The definition of a business is an entity which provides goods/services to consumers.

The typical moral distinction b/w a business and other entities which make[1] money is a business (presumably) does it within the constraint of their counterparties enjoying the liberty of choice. This becomes a grey area when government enters the picture and removes liberties--which is why there is debate about the legitimate role of government's monopoly on legitimate violence/aggression here.

1 - note, a further distinction could be made between entities which create value, and those which transfer it.


> The definition of a business is an entity which provides goods/services to consumers.
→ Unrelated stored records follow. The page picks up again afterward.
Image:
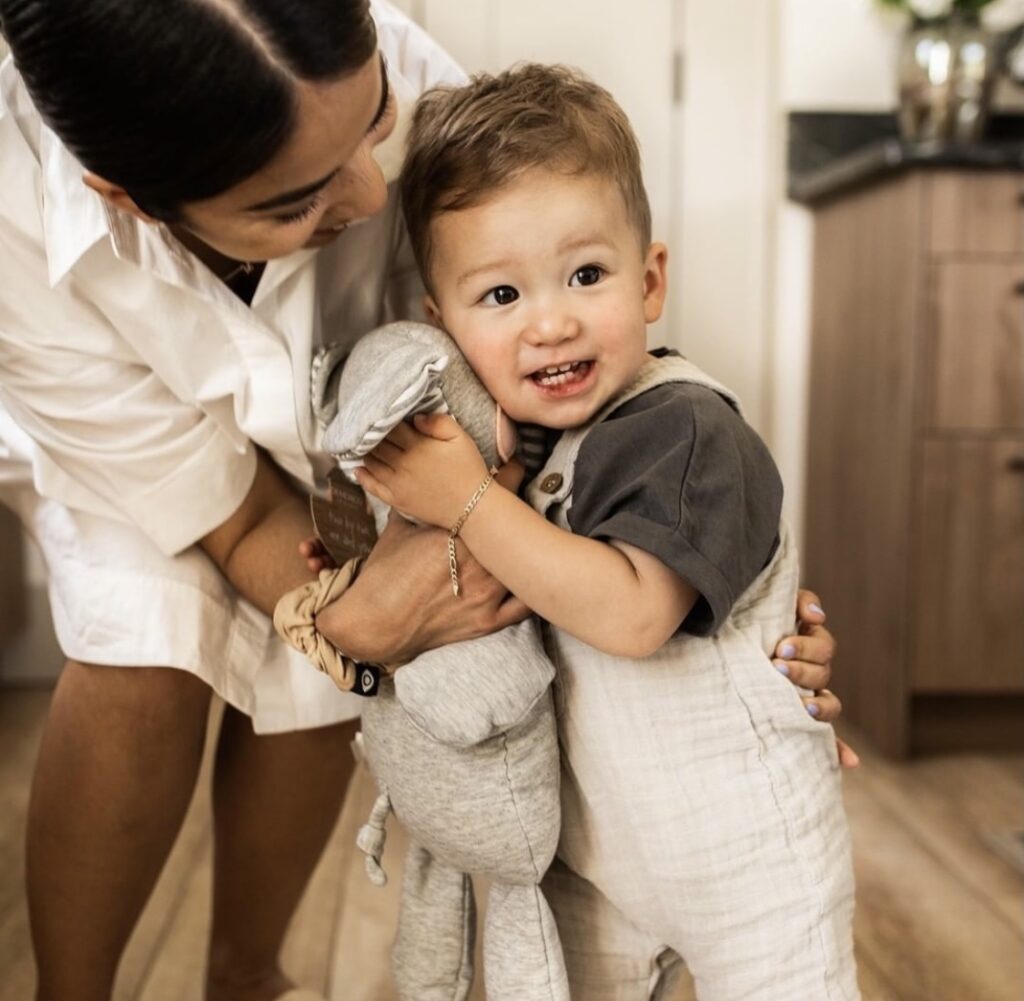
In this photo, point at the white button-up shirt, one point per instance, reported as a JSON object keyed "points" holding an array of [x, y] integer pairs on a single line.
{"points": [[134, 388], [142, 382]]}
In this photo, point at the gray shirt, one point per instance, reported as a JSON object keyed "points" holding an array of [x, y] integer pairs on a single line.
{"points": [[678, 473]]}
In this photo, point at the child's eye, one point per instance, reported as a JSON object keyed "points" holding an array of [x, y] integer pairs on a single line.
{"points": [[588, 274], [304, 213], [501, 296]]}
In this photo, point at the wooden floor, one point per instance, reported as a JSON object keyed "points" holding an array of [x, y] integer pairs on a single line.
{"points": [[940, 914]]}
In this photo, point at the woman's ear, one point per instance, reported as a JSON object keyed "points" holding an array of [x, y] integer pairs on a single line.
{"points": [[655, 281], [116, 196]]}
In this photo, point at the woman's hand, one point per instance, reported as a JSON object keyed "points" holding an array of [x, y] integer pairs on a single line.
{"points": [[401, 602], [806, 660], [428, 472]]}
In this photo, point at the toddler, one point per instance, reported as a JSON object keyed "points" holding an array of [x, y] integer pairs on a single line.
{"points": [[701, 807]]}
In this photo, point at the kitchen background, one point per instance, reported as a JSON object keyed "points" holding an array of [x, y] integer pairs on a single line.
{"points": [[711, 87]]}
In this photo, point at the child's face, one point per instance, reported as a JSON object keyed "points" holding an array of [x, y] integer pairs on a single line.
{"points": [[547, 292]]}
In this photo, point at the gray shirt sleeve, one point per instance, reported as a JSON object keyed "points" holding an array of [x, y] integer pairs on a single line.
{"points": [[678, 473]]}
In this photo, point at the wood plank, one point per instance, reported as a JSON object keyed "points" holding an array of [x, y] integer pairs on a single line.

That's not true. A business is a vehicle for making money, that's it. Most businesses do this by providing goods or services, but certainly not all - for example, financial traders that only manage their own funds, like the Renaissance Medallion fund.


Financial traders are still buying and selling goods and services with a counterparty.

Even here, we still can observe that in most cases (except those where government interferes, or perhaps with organized crime) the counterparty is also enjoying a choice in whether or not they want to do the deal. I would argue that in cases where a counterparty has no choice, such a scheme should not be viewed as a legitimate busines, as it historically would not be.


that's basically the root argument of libertarianism - that forced transactions are unethical and thus taxation is theft.

I'd still argue that a business does not have to provide a good or service to be considered a business though. The Medallion Fund that I mentioned solely exists to make money for its owners - it does not provide any goods or services.